Si le taux technique est nul, la rente est alors égale à l’amortissement annuel du capital, donc uniquement fonction de la durée. Si le taux technique est supérieur à zéro, le montant de la rente est égal au cumul de l’amortissement annuel et du rendement théorique du capital aliéné pendant la durée du service de la rente.

Revalorisation de la rente

Les contrats viagers bénéficient dans les mêmes conditions que les contrats vie épargne de la participation aux bénéfices financiers et techniques réalisés.

La revalorisation annuelle de la rente sera égale aux bénéfices réalisés par la compagnie sur les placements effectués des capitaux versés par les assurés, déduction faites des frais de gestion et du taux technique déjà inclus dans le calcul de la rente.

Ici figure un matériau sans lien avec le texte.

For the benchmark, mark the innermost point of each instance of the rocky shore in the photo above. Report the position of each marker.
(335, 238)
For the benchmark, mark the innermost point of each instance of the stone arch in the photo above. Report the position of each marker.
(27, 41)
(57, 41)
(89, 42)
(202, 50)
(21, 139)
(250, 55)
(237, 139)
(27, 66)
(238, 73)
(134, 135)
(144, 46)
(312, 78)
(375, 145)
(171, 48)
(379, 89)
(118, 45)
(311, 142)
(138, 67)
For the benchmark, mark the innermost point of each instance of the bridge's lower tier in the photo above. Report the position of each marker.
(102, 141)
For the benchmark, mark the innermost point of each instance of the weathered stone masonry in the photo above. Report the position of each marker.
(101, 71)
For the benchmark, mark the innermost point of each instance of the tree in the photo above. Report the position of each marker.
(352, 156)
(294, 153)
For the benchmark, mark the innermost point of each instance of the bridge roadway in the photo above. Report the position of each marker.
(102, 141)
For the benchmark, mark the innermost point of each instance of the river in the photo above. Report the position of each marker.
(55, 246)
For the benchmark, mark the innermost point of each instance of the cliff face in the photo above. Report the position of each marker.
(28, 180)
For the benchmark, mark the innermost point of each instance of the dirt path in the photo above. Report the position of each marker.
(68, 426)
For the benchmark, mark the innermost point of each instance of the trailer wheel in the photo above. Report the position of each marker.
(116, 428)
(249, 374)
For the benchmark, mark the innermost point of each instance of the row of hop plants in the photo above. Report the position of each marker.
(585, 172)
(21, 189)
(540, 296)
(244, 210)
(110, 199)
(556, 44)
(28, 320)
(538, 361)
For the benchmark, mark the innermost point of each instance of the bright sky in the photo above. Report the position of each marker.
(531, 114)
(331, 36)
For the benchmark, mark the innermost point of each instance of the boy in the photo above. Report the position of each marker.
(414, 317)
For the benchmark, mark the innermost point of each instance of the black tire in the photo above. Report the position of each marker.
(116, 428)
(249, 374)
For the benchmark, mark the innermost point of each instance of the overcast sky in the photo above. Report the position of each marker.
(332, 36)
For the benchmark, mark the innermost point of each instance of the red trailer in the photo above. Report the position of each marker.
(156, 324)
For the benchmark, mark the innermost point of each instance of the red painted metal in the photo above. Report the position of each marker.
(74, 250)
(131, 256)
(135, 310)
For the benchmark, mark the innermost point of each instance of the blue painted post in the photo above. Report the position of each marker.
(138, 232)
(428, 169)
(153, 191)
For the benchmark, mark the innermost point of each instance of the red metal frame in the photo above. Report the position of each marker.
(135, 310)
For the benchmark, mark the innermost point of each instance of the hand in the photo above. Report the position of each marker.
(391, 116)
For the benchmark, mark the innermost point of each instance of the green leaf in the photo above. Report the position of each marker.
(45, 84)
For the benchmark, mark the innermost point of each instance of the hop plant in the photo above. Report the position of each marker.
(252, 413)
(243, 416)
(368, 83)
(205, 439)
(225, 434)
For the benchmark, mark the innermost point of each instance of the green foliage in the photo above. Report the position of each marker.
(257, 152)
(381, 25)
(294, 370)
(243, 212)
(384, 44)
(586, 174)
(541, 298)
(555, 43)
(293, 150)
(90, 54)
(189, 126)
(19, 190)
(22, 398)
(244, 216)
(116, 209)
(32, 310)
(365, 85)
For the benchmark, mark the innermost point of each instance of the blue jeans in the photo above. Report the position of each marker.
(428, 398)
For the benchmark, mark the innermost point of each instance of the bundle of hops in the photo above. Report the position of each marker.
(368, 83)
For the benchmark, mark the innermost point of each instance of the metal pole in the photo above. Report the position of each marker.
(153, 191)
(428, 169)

Les rentes sont revalorisées chaque année, à la date anniversaire de l’entrée en jouissance, selon des modalités propres à chaque compagnie :

–       soit d’un pourcentage égal à la différence entre le taux de participation bénéficiaire et le taux technique,

–       soit dans une proportion égale au rapport du taux de participation bénéficiaire au taux technique du contrat (moins favorable, mais plus fréquent).

La performance réelle sera fonction du mode de calcul et d’attribution des bénéfices réalisés par la compagnie.

Exemple

Soit un taux technique de 1,5 %. Si la participation bénéficiaire s’élève à 2,5 % net, la revalorisation de la rente sera de 1,025 / 1,015 = 1,0098 soit une augmentation de la rente de 0,98 %. En utilisant la première méthode, l’augmentation serait de 2,5 % – 1,5 % = 1 %.

Pour un taux technique de 0 %, le taux de rente serait plus faible, mais la revalorisation de la rente, égale à 2,5 %, nettement supérieure.